Gardenvisit.com The Landscape Guide

Roman Sacred Groves see also

Sacred Gardens

Rome drew massively upon Greece but much was changed in the process and adapted to local circumstances. Some of the contact with Greece came via the Etruscans, who made temples not unlike Greek temples but built in wood. None survived but there is a reconstruction in the garden of the Villa Giulia.

Roman religion centered on awe (religio), dutifulness (pietas) and spirits (numina). Together, they established a basis for relationships between family and state, codified in Roman law. Spirits were associated with places (homes, rivers, woods streams) and worshiped. Contact with Greece led to an identification of local gods with Greek gods and to the building of Greek-style Roman temples. Yet Roman religion remained more people-centric and shrines were built more in gardens and towns than in the countryside. The first shirine in Rome itself is said to have been in the Roman Forum. The courtyards of Pompeiian houses frequently have family shrines and there is a sacred grove with a grotto in the garden of Hadrian's Villa at Tivoli.

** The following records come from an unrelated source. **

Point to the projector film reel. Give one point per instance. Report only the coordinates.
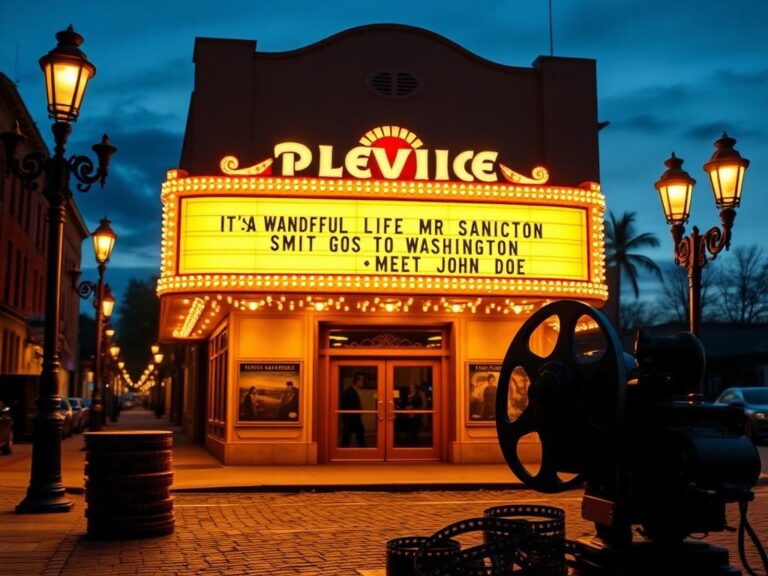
(575, 396)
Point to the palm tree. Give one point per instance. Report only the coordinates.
(621, 245)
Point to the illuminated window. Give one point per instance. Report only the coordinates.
(385, 338)
(217, 384)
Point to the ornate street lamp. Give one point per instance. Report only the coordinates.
(114, 352)
(157, 357)
(103, 242)
(726, 173)
(67, 72)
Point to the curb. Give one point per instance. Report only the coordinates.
(325, 488)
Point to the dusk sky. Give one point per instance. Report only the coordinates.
(671, 76)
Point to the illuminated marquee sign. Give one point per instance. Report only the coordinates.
(388, 216)
(362, 237)
(386, 153)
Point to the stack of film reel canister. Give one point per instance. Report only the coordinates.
(129, 475)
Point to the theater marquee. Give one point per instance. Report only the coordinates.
(368, 237)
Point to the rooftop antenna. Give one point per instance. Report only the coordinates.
(551, 35)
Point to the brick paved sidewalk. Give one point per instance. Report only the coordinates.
(308, 534)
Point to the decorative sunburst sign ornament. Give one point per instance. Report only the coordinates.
(387, 153)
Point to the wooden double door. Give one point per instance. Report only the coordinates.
(385, 410)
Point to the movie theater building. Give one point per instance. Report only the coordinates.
(355, 233)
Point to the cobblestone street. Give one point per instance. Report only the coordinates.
(337, 533)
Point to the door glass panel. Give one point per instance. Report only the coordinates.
(358, 406)
(412, 406)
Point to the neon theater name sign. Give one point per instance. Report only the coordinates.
(385, 217)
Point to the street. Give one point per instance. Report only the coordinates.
(337, 533)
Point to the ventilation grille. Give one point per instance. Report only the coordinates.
(397, 85)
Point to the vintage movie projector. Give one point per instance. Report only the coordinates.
(658, 466)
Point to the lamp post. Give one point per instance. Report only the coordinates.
(726, 170)
(67, 71)
(103, 242)
(114, 352)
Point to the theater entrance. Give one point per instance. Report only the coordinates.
(385, 409)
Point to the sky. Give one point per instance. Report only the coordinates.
(672, 76)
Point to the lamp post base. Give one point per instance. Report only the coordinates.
(46, 491)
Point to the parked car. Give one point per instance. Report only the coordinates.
(65, 409)
(754, 402)
(6, 429)
(80, 414)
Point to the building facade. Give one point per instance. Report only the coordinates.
(23, 247)
(355, 233)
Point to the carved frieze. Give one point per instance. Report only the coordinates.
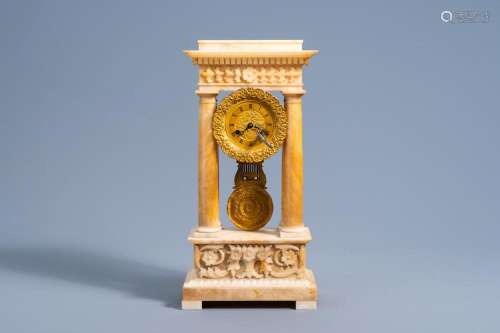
(248, 75)
(238, 261)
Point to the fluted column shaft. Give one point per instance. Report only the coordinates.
(208, 167)
(292, 168)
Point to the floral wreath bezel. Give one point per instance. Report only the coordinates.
(276, 139)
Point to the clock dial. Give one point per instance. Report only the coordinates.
(250, 125)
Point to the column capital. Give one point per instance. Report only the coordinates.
(206, 94)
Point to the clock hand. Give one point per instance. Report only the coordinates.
(262, 137)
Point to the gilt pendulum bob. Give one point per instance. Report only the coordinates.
(250, 125)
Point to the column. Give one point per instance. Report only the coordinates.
(292, 168)
(208, 168)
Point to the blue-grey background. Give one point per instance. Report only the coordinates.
(98, 126)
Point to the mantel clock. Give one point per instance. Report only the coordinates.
(250, 262)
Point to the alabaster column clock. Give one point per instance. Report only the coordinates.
(247, 261)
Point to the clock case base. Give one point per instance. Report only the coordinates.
(249, 284)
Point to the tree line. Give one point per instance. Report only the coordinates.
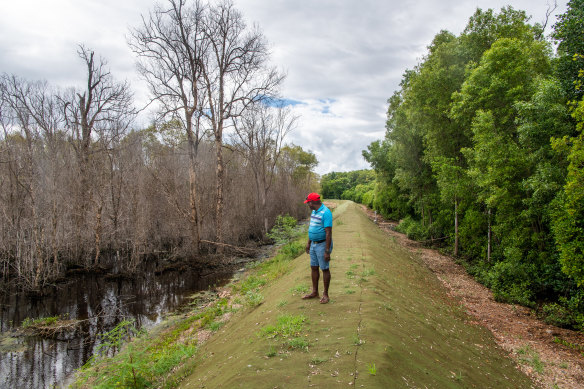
(484, 150)
(80, 184)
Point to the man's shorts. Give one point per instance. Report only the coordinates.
(317, 255)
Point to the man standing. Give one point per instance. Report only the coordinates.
(320, 245)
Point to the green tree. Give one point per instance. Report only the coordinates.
(568, 34)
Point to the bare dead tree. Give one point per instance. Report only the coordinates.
(236, 76)
(171, 47)
(260, 134)
(550, 10)
(94, 113)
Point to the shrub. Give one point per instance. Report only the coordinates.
(413, 229)
(284, 229)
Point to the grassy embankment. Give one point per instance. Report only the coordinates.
(165, 354)
(389, 324)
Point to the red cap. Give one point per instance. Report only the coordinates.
(312, 197)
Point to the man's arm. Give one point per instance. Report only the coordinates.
(329, 238)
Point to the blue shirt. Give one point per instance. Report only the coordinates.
(319, 220)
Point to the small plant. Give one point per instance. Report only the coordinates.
(271, 352)
(298, 343)
(318, 360)
(214, 326)
(39, 322)
(368, 272)
(284, 229)
(253, 298)
(251, 283)
(299, 289)
(529, 356)
(287, 326)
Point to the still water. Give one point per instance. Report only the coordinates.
(32, 362)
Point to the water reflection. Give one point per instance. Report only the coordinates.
(45, 363)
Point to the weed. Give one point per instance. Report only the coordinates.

Being superstitious people, the Romans wanted to make offerings to local gods wherever they went. If the spirit of a locality did not have a name it was called the 'spirit of the place' or genius loci Calpurnius Siculus, for example, wrote: ‘Tum caespite vivo pone focum geniumque loci Faunumque Larsque salso farrre voca’ (Then set up a hearth of living turf and summon Faunus and Lares and the genius of the place with an offering of salad meal). There was a shrine to Faunus on the Tiber Island.